O Plano de Pormenor da Zona Norte da Mata de Sesimbra, agora em discussão pública, prevê um empreendimento turístico para a zona da Herdade da Apostiça e sua envolvente, incluindo cinco núcleos habitacionais, com 2230 fogos e 5 hotéis, para uma ocupação total de 10666 habitantes, e dois campos de golfe, para além de outros equipamentos.

Dos antecedentes do PPZNMS, explicitados no Relatório Ambiental, depreende-se que o mesmo sofreu alterações, nomeadamente a redução da ocupação em cerca de um terço e a deslocação dos núcleos previstos para fora das áreas mais sensíveis (nomeadamente habitats prioritários para a conservação), numa articulação concertada com o ICNB.

O Plano reveste-se de uma roupagem ambientalmente responsável, ao procurar apresentar-se como um empreendimento ambientalmente sustentável e dirigido para a preservação e reabilitação da Mata de Sesimbra e dos seus habitats.

No entanto, uma análise detalhada do Plano, do seu Relatório Ambiental e do Estudo de Recursos Hídricos facilmente nos comprova que o empreendimento agora proposto em consulta pública está muito longe de ser um projecto sustentável do ponto de vista ambiental, colocando mesmo em risco a integridade da Mata de Sesimbra e do Sítio Natura (Sítio de Interesse Comunitário Fernão Ferro/Lagoa de Albufeira) onde se insere.
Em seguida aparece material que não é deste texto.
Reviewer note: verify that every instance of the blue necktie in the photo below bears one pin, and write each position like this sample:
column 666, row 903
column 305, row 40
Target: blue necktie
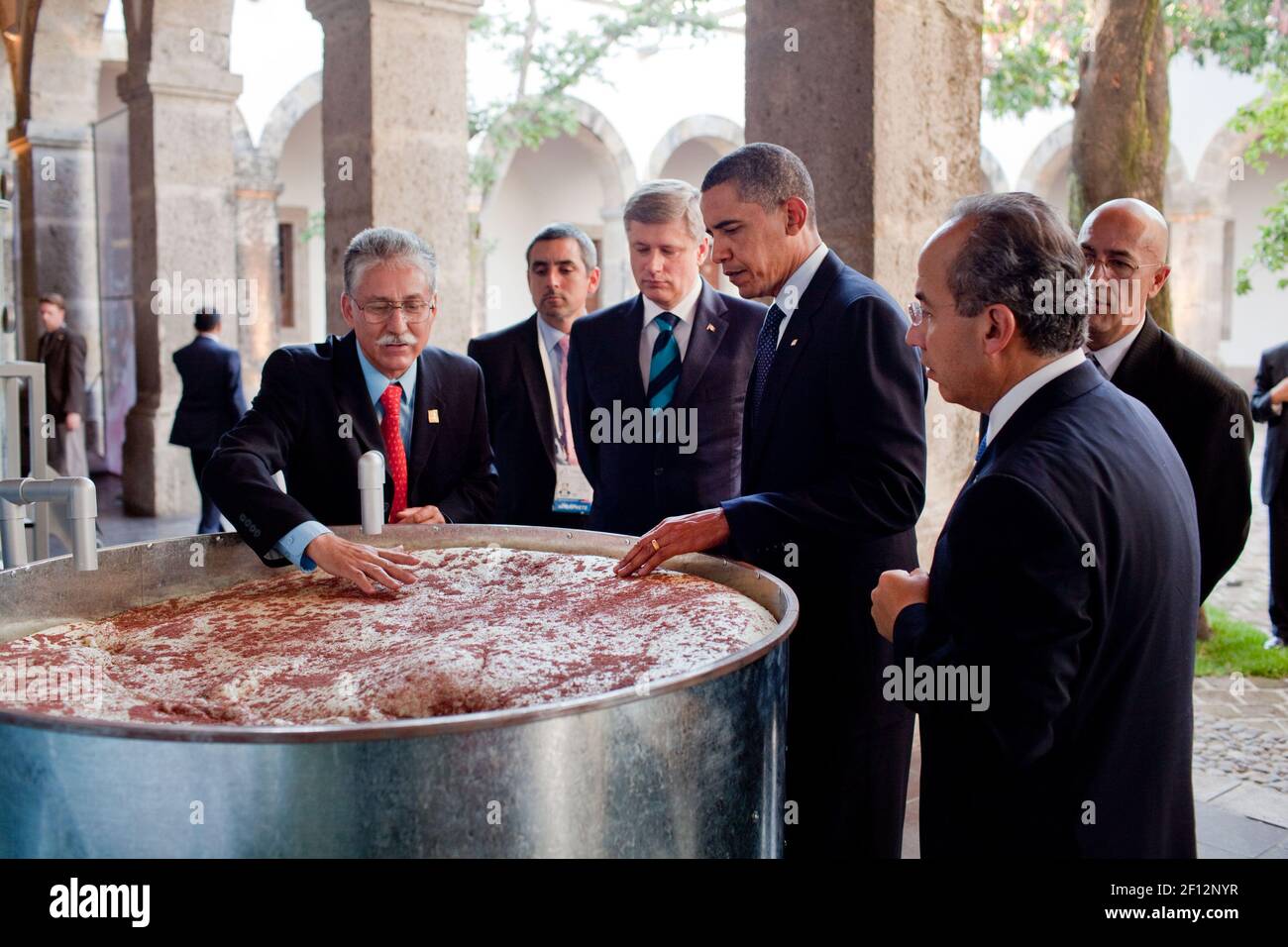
column 664, row 371
column 767, row 344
Até mesmo do ponto de vista turístico, não é de todo enquadrável no conceito de turismo sustentável, pois que de turismo de massas se trata.
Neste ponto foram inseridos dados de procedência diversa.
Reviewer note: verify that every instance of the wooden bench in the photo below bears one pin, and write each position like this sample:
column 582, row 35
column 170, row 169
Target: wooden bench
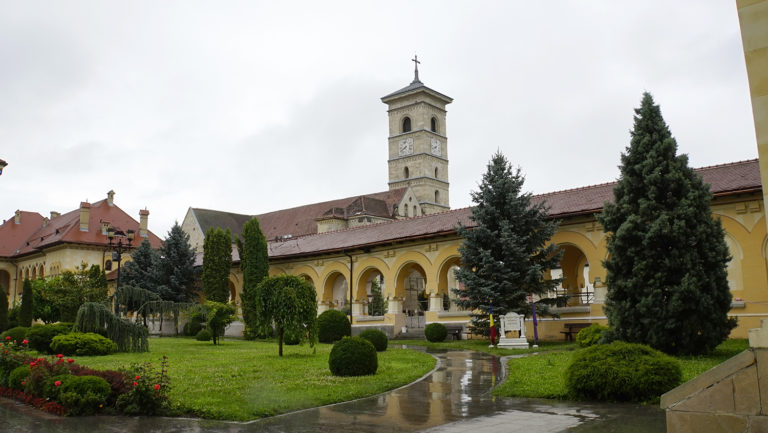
column 571, row 329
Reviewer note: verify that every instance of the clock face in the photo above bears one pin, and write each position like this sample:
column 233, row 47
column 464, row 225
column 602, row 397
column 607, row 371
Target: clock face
column 405, row 146
column 436, row 147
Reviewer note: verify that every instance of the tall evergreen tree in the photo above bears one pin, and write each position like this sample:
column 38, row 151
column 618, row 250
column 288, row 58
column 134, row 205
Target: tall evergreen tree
column 143, row 269
column 3, row 309
column 503, row 258
column 667, row 257
column 27, row 308
column 254, row 262
column 177, row 273
column 217, row 261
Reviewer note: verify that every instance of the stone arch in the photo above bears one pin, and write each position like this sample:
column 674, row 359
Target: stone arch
column 335, row 289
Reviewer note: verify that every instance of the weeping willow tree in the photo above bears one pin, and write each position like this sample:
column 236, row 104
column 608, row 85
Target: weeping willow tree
column 97, row 317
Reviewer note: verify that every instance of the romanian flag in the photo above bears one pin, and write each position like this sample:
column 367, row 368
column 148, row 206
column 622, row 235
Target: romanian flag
column 493, row 328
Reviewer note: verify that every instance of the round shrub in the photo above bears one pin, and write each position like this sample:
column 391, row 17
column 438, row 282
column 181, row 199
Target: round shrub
column 377, row 338
column 40, row 336
column 435, row 332
column 590, row 335
column 621, row 372
column 332, row 325
column 84, row 395
column 17, row 334
column 17, row 376
column 203, row 335
column 353, row 356
column 83, row 344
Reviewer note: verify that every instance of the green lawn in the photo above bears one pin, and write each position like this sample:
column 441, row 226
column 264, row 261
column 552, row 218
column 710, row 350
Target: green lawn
column 243, row 380
column 543, row 375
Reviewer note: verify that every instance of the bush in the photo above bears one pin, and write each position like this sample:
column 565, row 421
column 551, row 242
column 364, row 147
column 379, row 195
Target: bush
column 621, row 372
column 193, row 325
column 203, row 335
column 435, row 332
column 18, row 377
column 40, row 336
column 353, row 356
column 17, row 334
column 84, row 344
column 332, row 325
column 84, row 395
column 377, row 338
column 590, row 335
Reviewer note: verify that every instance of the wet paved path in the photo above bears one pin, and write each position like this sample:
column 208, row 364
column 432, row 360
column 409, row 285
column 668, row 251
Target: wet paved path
column 454, row 398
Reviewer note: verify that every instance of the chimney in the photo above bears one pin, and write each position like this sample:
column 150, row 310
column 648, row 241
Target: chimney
column 143, row 221
column 85, row 213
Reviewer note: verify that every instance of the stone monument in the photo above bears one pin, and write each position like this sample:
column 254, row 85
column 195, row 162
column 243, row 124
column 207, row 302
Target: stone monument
column 511, row 322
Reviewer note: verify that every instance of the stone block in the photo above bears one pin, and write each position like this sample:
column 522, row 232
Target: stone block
column 708, row 378
column 700, row 422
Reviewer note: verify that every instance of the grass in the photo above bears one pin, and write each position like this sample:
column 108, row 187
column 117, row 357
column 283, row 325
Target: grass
column 542, row 375
column 242, row 380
Com efeito, este Projecto não pode de todo ser dissociado dos projectos previstos, e já aprovados, para a sua envolvente, incluídos também na Mata de Sesimbra. De relembrar que o Plano de Pormenor da Zona Sul da Mata de Sesimbra prevê uma ocupação de quase 20000 camas e quatro campos de golfe. Juntando este Plano da Zona Norte e os projectos já existentes, ficamos com, nada mais, nada menos, do que 30000 camas e seis campos de golfe dentro da Mata de Sesimbra, o que se afigura manifestamente excessivo para um concelho que tem neste momento perto de 50000 habitantes, dos quais 25000 na sua envolvente imediata (os outros 25000 residem na Quinta do Conde, freguesia atípica do Concelho de Sesimbra). Estamos pois a falar de uma mais que duplicação da população na região.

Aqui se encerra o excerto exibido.